Le style des frères Nasser, c’est avant tout de laisser le temps à l’humain d’émerger, en observant avec attention et calmement les inflexions des visages, les regards, les sourires, les déambulations, les maladresses, les soupirs de soulagement d’un pipi en plein air et en pleine mer, les petits accrochages entre une mère et sa fille (celle de Siham, une jeune divorcée) ou entre un frère et sa soeur (celle d’Issa qui convoque, sans qu’on lui demande rien, dans une scène très drôle, un cortège d’épouses potentielles et qui tente de faire l’article : "il est gentil, poli, galant, pieux"), les petites discussions entre amis en s’installant sur des chaises dans la rue, etc. Une approche plongeant dans la force suggestive de l’héritage du muet et qui évoque (à sa manière personnelle néanmoins) la touche Aki Kaurismäki et bien sûr la figure tutélaire du cinéma palestinien Elia Suleiman.

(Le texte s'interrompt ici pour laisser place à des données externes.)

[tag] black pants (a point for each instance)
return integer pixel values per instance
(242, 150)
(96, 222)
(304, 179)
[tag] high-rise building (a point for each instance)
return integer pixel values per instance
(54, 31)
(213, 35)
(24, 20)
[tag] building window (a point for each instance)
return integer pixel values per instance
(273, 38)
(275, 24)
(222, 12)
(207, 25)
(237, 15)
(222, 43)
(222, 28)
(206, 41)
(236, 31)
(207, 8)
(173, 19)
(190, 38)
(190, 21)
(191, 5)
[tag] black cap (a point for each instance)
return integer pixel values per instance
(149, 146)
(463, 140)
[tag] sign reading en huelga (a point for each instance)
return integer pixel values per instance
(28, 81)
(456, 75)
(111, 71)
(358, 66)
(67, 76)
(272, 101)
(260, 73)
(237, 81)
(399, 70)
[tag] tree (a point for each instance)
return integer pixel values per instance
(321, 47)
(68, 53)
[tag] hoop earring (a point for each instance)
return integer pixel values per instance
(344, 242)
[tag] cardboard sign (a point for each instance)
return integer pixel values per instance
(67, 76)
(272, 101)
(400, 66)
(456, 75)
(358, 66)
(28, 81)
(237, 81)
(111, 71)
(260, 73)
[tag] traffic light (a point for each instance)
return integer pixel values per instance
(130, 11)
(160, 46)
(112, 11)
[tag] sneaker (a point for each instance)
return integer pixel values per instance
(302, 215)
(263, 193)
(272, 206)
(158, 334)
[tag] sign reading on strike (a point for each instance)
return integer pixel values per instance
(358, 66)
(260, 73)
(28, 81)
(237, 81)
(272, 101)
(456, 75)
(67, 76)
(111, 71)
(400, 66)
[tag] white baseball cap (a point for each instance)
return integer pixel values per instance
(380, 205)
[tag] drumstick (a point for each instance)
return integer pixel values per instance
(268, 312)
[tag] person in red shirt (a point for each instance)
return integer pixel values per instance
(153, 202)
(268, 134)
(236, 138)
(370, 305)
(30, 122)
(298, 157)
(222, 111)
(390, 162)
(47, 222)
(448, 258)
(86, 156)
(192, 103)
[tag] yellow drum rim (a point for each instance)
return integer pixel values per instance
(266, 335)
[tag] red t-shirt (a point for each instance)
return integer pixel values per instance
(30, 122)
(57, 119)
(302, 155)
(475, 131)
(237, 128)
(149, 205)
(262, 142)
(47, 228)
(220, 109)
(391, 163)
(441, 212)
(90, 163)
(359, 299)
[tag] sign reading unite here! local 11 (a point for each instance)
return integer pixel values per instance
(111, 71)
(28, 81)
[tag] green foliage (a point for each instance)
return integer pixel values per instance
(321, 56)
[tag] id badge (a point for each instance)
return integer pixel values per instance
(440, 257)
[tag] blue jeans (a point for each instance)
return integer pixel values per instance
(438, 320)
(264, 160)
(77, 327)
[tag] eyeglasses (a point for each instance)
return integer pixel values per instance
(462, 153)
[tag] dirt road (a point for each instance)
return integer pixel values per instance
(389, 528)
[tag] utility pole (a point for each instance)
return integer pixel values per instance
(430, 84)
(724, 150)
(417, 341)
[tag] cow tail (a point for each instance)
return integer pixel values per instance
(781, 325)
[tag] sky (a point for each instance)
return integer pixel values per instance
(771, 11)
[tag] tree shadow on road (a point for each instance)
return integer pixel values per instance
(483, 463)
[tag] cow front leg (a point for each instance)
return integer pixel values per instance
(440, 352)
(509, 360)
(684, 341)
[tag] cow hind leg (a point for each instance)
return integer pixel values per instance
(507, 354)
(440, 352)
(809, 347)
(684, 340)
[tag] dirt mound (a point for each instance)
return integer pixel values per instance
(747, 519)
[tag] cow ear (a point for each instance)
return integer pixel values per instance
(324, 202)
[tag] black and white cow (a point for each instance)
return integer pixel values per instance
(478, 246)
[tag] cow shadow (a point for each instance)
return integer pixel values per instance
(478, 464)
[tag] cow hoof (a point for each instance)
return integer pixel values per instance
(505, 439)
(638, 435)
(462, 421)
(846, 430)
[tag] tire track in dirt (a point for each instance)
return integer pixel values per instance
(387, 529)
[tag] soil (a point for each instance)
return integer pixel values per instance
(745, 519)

Car à l’image de ces deux maîtres, les petites ironies émouvantes de la vie (par exemple Issa tentant d’établir le contact avec Siham sous le prétexte de faire retoucher des pantalons qu’il achète exprès et n’importe comment, ou encore hésitant comme un collégien amoureux devant la porte de son aimée) et les pointes quasi burlesques du film masquent un portrait à la fois acéré et tendre, des dimensions sociales, économiques et psychologiques d’un territoire très particulier. Cette bande de Gaza où la découverte par Issa dans son filet de pêche d’une statue d’Apollon va le précipiter bientôt en cellule, soupçonné par les autorités (qui alternent arbitraire et nonchalance) de trafic d’antiquités…

La quête de la simplicité subtile étant un artisanat au long cours très sophistiqué, mais l’humour étant une qualité innée, Tarzan et Arab Nasser démontrent sans conteste avec Gaza Mon Amour que le monde du cinéma est loin d’avoir fini d’entendre parler d’eux.

Produit par Les Films du Tambour (France), Riva Filmproduktion (Allemagne), Ukbar Filmes (Portugal), Made in Palestine Project et Jordan Pioneers, Gaza Mon Amour est vendu à l’international par Versatile.